New Delhi: State-owned Oil and Natural Gas Corporation (ONGC) A decline of 14 percent was recorded on Sunday Net Profit For the third quarter ending December 31, oil and gas prices fell. Standalone net profit of Rs 9,536 crore in October-December 2023 (third quarter of 2023-24 financial year) was 13.7 per cent lower than earnings of Rs 11,045 crore in the same period last financial year, the company said in a statement.
Earnings were lower as the price of crude produced and sold by the company fell 6.4 percent to US$81.59 a barrel in the quarter. Gas price was also down by 24.2 percent to US$6.5 per mmBtu.
Lower profits have also led to a decline in the production of crude oil, which is converted into fuels such as petrol and diesel in refineries, and natural gas which is used to generate electricity, produce fertiliser, convert to CNG and for cooking in kitchens.

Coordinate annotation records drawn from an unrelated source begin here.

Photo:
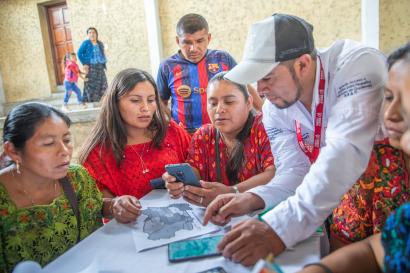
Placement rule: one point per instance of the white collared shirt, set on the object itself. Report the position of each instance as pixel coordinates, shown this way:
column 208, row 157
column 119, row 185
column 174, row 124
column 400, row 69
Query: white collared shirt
column 355, row 77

It is done through pipes.
Crude oil production fell 3.3 percent to 5.22 million tonnes, while gas output declined 4.3 percent to 5.12 billion cubic metres.
Gross revenue declined 10 percent to Rs 34,789 crore in the third quarter.
The company’s board approved a second interim dividend of 80 per cent or Rs 4 per share. “The total payment on this account will be Rs 5,032 crore,” the statement said.
This is in addition to the first interim dividend of Rs 5.75 per share declared in November last year.
ONGC’s standalone net profit fell 24 per cent to Rs 29,767 crore in the first nine months of the current financial year as oil prices fell from US $ 97.10 to US $ 75.55 per barrel. Gas prices also declined 5 percent to US$6.57 per million British thermal units.
Production for nine months was also less.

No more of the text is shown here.